Günther Jontes, 2016


Nach dem Jahrhundertfund der Terrakottaarmee des Ersten Kaiser Chin Shi Huangdi nahe Xian in China, sind weitere aufwändige Grabanlagen späterer Dynastien entdeckt, ausgegraben, archäologisch erforscht und schließlich auch der Öffentlichkeit zugänglich gemacht worden. Dabei wurden ebenfalls Grabarmeen und jeweils Nachbildungen des Hofstaates der Toten gefunden, die zwar nur eine Skulpturengröße von etwa einem Drittel der Terrakottakrieger von Xian erreichen, aber nicht minder Aufschluss über die Jenseitsvorstellungen Altchinas geben.

Nach chinesischer Auffassung besitzt der Mensch zwei „Seelen“, die eine betritt ihn bei der Zeugung, die andere bei der Geburt. Beim Tode trennen sich beide. Während die eine in den himmlischen Palast des Jadekaisers im Himmel aufsteigt, nimmt die andere im Grabpalast unter der Erde Platz und muss dort durch eine reiche Ausstattung von Bedürfnissen für das Leben im Grab versorgt werden. Ebenso müssen die Nachkommen des Verstorbenen ihm ständig Opfer bringen, da er sonst als unzufriedener Geist die Irdischen besucht und ihnen Ungemach bereitet. Soldaten aus gebranntem und bemaltem Ton beschützen ihn, Frauen, Musiker, Tänzerinnen und Gaukler in exakter Nachbildung erfreuen ihn wie einst auf Erden, Essen und Trinken finden sich reichlich als Beigaben, Küchen, Vorratslager, Bäder und hygienische Anlagen umgeben in eigenen Räumen die eigentliche Grabkammer, in welcher der tote Herrscher in einem Sarkophag ruht. Allein während der Han-Dynastie (...) wurden die toten Leiber auch von einem Grabpanzer aus Jade umhüllt. Einige wenige haben sich als archäologische Funde erhalten und bilden die Zierde chinesischer Museen. Besonders die Funde in der chinesische Stadt Xuzhou bieten ein anschauliches Bild dieser aufwändigen Grabgewänder.
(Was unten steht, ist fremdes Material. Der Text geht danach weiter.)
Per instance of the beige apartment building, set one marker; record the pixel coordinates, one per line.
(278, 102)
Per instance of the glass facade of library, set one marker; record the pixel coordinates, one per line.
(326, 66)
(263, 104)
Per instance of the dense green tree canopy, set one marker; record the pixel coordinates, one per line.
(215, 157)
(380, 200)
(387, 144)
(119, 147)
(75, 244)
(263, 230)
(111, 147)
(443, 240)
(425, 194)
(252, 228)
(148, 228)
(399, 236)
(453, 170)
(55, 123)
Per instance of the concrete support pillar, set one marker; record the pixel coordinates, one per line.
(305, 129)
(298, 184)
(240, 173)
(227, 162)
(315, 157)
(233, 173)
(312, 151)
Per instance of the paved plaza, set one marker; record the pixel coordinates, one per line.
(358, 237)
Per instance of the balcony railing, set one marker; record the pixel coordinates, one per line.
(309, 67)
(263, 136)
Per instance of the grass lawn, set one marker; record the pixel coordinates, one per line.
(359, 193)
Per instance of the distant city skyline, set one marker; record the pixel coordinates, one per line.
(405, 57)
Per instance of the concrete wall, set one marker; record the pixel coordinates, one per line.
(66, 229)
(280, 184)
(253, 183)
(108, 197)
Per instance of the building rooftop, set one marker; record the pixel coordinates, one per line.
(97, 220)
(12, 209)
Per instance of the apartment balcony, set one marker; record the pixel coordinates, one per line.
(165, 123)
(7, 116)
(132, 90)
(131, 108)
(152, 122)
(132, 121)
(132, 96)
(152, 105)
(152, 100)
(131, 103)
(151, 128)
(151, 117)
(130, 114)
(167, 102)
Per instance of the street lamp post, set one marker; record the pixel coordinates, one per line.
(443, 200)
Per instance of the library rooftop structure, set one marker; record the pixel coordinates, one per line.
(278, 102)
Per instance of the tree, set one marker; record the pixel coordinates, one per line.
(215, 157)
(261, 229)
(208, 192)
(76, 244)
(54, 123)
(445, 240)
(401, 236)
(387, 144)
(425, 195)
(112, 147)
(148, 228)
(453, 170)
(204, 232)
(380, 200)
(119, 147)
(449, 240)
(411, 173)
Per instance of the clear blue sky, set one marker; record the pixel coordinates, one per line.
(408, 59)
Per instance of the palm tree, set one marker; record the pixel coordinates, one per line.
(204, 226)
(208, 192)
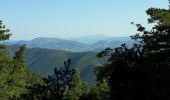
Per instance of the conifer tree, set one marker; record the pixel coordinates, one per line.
(142, 71)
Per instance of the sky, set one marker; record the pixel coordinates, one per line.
(28, 19)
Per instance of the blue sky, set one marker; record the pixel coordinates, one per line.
(28, 19)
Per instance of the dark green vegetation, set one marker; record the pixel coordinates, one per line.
(140, 72)
(14, 75)
(43, 61)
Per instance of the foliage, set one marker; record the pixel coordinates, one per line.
(142, 71)
(64, 85)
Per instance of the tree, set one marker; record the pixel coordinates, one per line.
(142, 71)
(65, 84)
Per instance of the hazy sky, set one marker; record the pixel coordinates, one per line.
(28, 19)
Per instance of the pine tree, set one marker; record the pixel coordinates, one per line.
(142, 71)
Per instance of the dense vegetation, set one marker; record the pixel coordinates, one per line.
(140, 72)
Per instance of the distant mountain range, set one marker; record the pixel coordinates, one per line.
(43, 61)
(96, 43)
(44, 54)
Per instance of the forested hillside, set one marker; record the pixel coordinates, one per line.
(43, 61)
(137, 72)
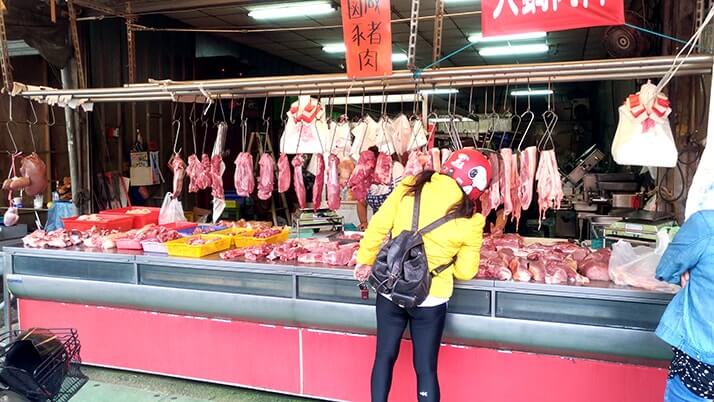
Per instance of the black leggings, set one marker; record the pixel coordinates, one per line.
(426, 325)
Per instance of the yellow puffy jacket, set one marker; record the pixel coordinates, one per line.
(459, 237)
Die kreisfreie Stadt Xuzhou in der Provinz Jiangsu ist mit ihren 3,8 Milionen Einwohnern eine mittelgroße (!). Sie hat eine reiche historische Vergangenheit. Funde lassen sich bis in die Zeit der fast noch legendenhaften ersten Dynastien Chou und Shang zurückverfolgen. In der Antike hieß die Stadt Pengcheng. Liu Bang, der erste Kaiser der Han-Dynastie wurde hier geboren. Sie war Teil des Königreiches Chu, das den Han-Kaisern als Vasallenstaat angehörte. Mitglieder des Liu-Clans und verdiente militärische Führer wurden hier eingesetzt und regierten die Region. Sie durften sich König nennen, entfalteten aber besonders im Bereich der Funeral- und Sepulralkultur fast kaiserlichen Prunk. Ab der dritten Generation beherrschten die Zeit Aufstände gegen die Zentralmacht und nach anfänglicher hoher wirtschaftlicher Blüte setzte ein stufenweiser Niedergang ein. Besonders die Rebellion gegen Kaiser Liu Wu hatte Folgen. Dieser zeigte sich auch darin, dass Gräber unvollendet blieben, manche nur mehr teilweise ausgestattet wurden und zum Teil auch Ersatzmaterialien den einstigen Einsatz von Edelmetallen ablösten.

Am Stadtrand des heutigen Xuzhou liegt der Schildkrötenberg (chin. guishan) als bedeutendste Fundstätte neben dem Löwenberggrab und noch einem weiteren. In ihm befindet sich das Grab des sechsten Königs Chu Liu Zhu (128 bis 116 v. Chr.) und seiner Gattin Prinzessin Tou Wan. Der unterirdische Grabpalast wurde 1968 entdeckt, aber erst nach dem Ende der sogenannten Kulturrevolution konnte man daran denken, die Erforschung dieser einzigartigen Anlage in Angriff zu nehmen. Man fand dabei, dass das Grab mit seinen 15 Räumen bereits in der Antike von Grabräubern geöffnet und ausgeplündert worden war. Trotzdem konnten aus den Resten, zu denen neben Keramiken, Kleinplastiken und Geräte aus Bronze, Jade und anderen Materialien, Möbelfragmenten vor allem zwei Jadepanzer und ein Sarkophag mit Jadezier zählen, eine ziemlich genaue Vorstellung von der einstigen Einrichtung gewonnen werden.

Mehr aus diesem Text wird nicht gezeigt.